Là encore, le ministre Uppal a refusé de reconnaître cette possibilité.
L’offensive d’Ottawa a été mal accueillie à Québec, où le ministre de la Justice a accusé « l’initiative unilatérale du fédéral [d’être] prématurée et irrespectueuse de la démarche québécoise ».
Le gouvernement de Jean Charest avait le premier demandé à la Cour d’appel d’étudier le C-7, l’été dernier, arguant que les changements proposés à la Chambre haute sont inconstitutionnels puisque les provinces ne sont pas consultées. « Le gouvernement fédéral tente de court-circuiter le gouvernement du Québec en s’appuyant sur sa position prépondérante dans le système juridique canadien, ce qui est inacceptable », a dénoncé le ministre de la Justice péquiste, Bertrand St-Arnaud, en prévenant que Québec n’abonnerait pas son recours.
Le plus haut tribunal a lui-même reconnu les bénéfices de décisions de premières instances, a d’ailleurs noté Sébastien Grammond. « C’est sûr qu’ultimement la Cour suprême a le dernier mot. Maintenant, la Cour suprême dit souvent dans ses décisions qu’elle bénéficie de l’opinion des tribunaux inférieurs », a souligné le professeur de droit à l’Université d’Ottawa.
Les balises de l’étude
L’avantage d’Ottawa en confiant lui-même la cause à la Cour suprême, c’est de déterminer les balises de l’étude, a expliqué à son tour Benoît Pelletier. « La stratégie, c’est […] qu’en soumettant un renvoi à la Cour suprême, le fédéral pose ses propres questions », a noté l’ancien ministre libéral aux Affaires intergouvernementales à Québec, aujourd’hui professeur de droit à l’Université d’Ottawa.
Le gouvernement Harper soumet davantage de questions à la Cour suprême que Québec à la Cour d’appel, en demandant si le Parlement a la compétence de légiférer un mandat aux sénateurs (d’une durée de huit, neuf, dix ans ou de deux ou trois législatures) ; de mener une consultation nationale, ou provinciale ; ou carrément d’abolir le Sénat.
En vertu du projet de loi C-7, les sénateurs siégeraient neuf ans - plutôt que jusqu’à l’âge de 75 ans - et les provinces mèneraient, si elles le veulent et à leurs frais, un vote « consultatif » pour recommander des candidats au premier ministre, qui aurait néanmoins le dernier mot.
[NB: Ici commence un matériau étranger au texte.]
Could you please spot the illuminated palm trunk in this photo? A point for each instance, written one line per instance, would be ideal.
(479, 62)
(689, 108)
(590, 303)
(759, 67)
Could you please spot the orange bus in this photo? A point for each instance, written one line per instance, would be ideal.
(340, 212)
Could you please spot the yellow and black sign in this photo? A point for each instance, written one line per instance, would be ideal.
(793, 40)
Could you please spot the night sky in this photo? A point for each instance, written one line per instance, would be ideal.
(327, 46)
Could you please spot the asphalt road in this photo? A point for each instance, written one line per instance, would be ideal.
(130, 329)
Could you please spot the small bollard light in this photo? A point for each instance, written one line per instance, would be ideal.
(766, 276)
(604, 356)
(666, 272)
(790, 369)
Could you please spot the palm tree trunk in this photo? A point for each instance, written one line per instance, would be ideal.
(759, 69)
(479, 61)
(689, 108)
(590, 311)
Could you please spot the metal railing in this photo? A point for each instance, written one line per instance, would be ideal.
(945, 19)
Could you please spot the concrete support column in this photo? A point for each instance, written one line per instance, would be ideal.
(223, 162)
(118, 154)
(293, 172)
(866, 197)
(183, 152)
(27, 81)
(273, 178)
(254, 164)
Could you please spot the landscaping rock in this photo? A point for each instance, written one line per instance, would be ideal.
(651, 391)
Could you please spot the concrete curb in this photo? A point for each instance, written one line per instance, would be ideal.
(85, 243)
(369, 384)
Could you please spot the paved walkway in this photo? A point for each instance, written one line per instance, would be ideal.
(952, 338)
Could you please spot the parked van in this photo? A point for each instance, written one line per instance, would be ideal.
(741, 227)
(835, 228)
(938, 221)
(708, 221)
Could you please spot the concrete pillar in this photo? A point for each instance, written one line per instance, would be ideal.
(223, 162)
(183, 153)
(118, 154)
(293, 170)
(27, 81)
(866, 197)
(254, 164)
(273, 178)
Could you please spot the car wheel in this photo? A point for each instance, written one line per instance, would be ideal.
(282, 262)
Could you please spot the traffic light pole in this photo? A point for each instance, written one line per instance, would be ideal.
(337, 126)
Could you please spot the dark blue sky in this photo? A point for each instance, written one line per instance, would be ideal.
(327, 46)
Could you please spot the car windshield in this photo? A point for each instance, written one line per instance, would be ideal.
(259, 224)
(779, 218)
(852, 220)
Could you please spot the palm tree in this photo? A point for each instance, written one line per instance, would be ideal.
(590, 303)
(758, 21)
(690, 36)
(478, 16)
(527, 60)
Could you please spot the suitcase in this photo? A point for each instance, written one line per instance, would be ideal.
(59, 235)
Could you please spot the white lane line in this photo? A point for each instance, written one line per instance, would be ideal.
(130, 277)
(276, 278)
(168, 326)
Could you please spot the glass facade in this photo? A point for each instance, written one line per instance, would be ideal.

Près de la moitié des provinces s’opposent au C-7, non seulement comme Québec pour des raisons constitutionnelles, mais aussi parce qu’elles refusent de devoir payer des élections sénatoriales.
Les libéraux ne s’opposent pas à une réforme. Mais depuis 2007, ils recommandent que la Cour suprême soit appelée à trancher, arguant eux aussi que le C-7 doit obtenir l’assentiment de sept provinces représentant 50 % de la population canadienne. Bonne nouvelle donc que les conservateurs obtempèrent, a réagi Stéphane Dion. « Nous auraient-ils écoutés qu’ils auraient eu leur réponse depuis longtemps et on serait fixé. »
Les néodémocrates, qui ne comptent pas de représentant au Sénat et souhaitent son abolition, déplorent que M. Harper promette sa réforme tout en traînant par sa faute de la patte dans le dossier. Selon Nathan Cullen, les conservateurs « appuient sur le bouton de délai, c’est une façon pour eux de se débarrasser des critiques qui proviennent de leur propre caucus ». Le Bloc québécois souhaite aussi abolir le Sénat, mais, en attendant, « qu’on le fasse correctement en consultant les provinces », a insisté le chef Daniel Paillé.